It was some two months later in the year, and the pair had met constantly during the interval. Arabella seemed dissatisfied; she was always imagining, and waiting, and wondering.
One day she met the itinerant Vilbert. She, like all the cottagers thereabout, knew the quack well, and she began telling him of her experiences. Arabella had been gloomy, but before he left her she had grown brighter. That evening she kept an appointment with Jude, who seemed sad.
"I am going away," he said to her. "I think I ought to go. I think it will be better both for you and for me. I wish some things had never begun! I was much to blame, I know. But it is never too late to mend."
Arabella began to cry. "How do you know it is not too late?" she said. "That's all very well to say! I haven't told you yet!" and she looked into his face with streaming eyes.

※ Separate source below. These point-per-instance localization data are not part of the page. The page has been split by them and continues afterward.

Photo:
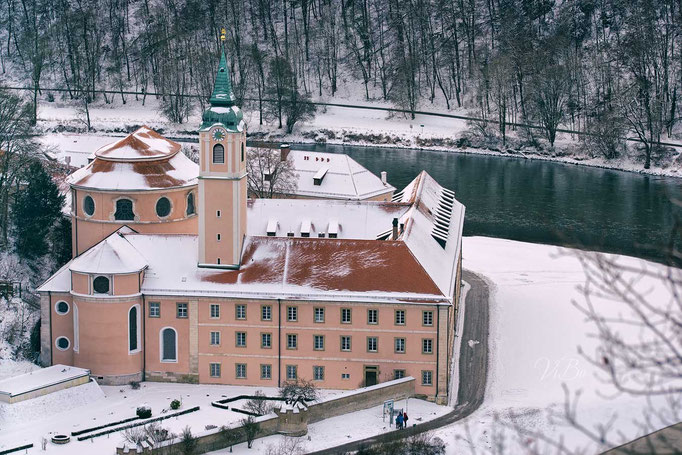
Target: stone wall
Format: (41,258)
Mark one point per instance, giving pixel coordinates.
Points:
(351,401)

"What?" he asked, turning pale. "Not…?"
"Yes! And what shall I do if you desert me?"
"Oh, Arabella – how can you say that, my dear! You know I wouldn't desert you!"
"Well then – "
"I have next to no wages as yet, you know; or perhaps I should have thought of this before… But, of course if that's the case, we must marry! What other thing do you think I could dream of doing?"

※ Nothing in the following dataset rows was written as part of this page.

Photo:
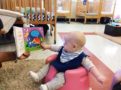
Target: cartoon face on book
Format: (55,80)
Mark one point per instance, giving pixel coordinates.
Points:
(32,38)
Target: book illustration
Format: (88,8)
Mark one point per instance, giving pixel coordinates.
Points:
(28,39)
(32,38)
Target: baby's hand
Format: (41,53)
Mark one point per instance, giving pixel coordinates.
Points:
(101,79)
(45,46)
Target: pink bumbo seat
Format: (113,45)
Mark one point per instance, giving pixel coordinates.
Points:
(76,79)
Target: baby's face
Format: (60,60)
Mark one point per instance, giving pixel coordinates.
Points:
(70,46)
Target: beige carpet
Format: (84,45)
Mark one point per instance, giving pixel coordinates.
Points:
(14,76)
(112,38)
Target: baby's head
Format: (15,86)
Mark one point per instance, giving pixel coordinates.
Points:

"I thought – I thought, deary, perhaps you would go away all the more for that, and leave me to face it alone!"
"You knew better! Of course I never dreamt six months ago, or even three, of marrying. It is a complete smashing up of my plans – I mean my plans before I knew you, my dear. But what are they, after all! Dreams about books, and degrees, and impossible fellowships, and all that. Certainly we'll marry: we must!"
That night he went out alone, and walked in the dark self-communing. He knew well, too well, in the secret centre of his brain, that Arabella was not worth a great deal as a specimen of womankind. Yet, such being the custom of the rural districts among honourable young men who had drifted so far into intimacy with a woman as he unfortunately had done, he was ready to abide by what he had said, and take the consequences. For his own soothing he kept up a factitious belief in her. His idea of her was the thing of most consequence, not Arabella herself, he sometimes said laconically.

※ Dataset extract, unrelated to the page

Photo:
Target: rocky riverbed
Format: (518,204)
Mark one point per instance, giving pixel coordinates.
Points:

The banns were put in and published the very next Sunday. The people of the parish all said what a simple fool young Fawley was. All his reading had only come to this, that he would have to sell his books to buy saucepans. Those who guessed the probable state of affairs, Arabella's parents being among them, declared that it was the sort of conduct they would have expected of such an honest young man as Jude in reparation of the wrong he had done his innocent sweetheart. The parson who married them seemed to think it satisfactory too. And so, standing before the aforesaid officiator, the two swore that at every other time of their lives till death took them, they would assuredly believe, feel, and desire precisely as they had believed, felt, and desired during the few preceding weeks. What was as remarkable as the undertaking itself was the fact that nobody seemed at all surprised at what they swore.
Fawley's aunt being a baker she made him a bride-cake, saying bitterly that it was the last thing she could do for him, poor silly fellow; and that it would have been far better if, instead of his living to trouble her, he had gone underground years before with his father and mother. Of this cake Arabella took some slices, wrapped them up in white note-paper, and sent them to her companions in the pork-dressing business, Anny and Sarah, labelling each packet "In remembrance of good advice."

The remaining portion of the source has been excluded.